Shamings.com was started last July as a spin-off of CollegeHumor.com, which Abramson and Van Veen created in 1999 and serves as the flagship for their various Internet enterprises. CollegeHumor.com, which is more popular than Shamings.com, has shaming photos, but it also has other high-quality, alcohol-themed content, like a picture some kid sent in of a Christmas tree decorated with beer cans. It's unclear just how popular the Web site is: Abramson says the Web site got almost 8 million hits in December, but Reston-based Web watcher ComScore Media Metrix measured just under 1 million. Abramson and his partners, who are based in Manhattan, also have a Web site that sells T-shirts with clever sayings ("SEX: do it for the kids") and a Web site that sells a line of huge foam hands all making an obscene gesture.

Abramson says since he graduated from college, he's begun to feel "at least a hint of moral responsibility." On Shamings.com, he and his partners have placed a warning: "If your friend is beyond drunk and may become unconscious, quit messing with him and get him some help."

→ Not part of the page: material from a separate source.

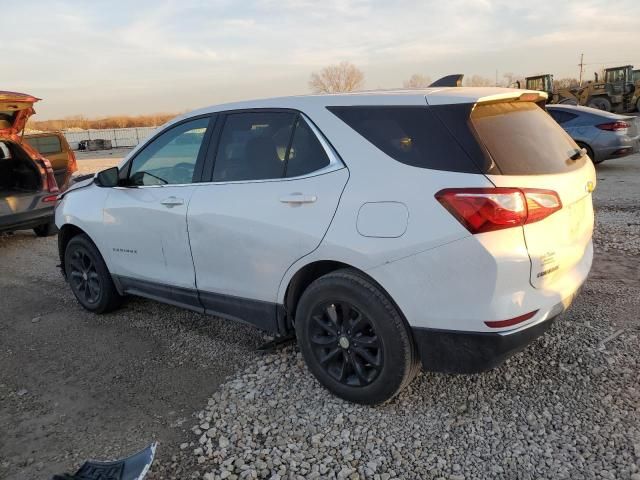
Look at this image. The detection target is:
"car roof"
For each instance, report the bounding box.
[180,87,543,118]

"We don't really want to encourage it, even though it's good content for us," Abramson says.

But if kids are going to send in pictures, he adds, he's happiest if they're high quality. He likes seeing the more adventurous shamings, like the one where a kid was locked to a bicycle post, or the one where some people "put a kid in a dog cage -- things like that, that are a little more creative, you know?"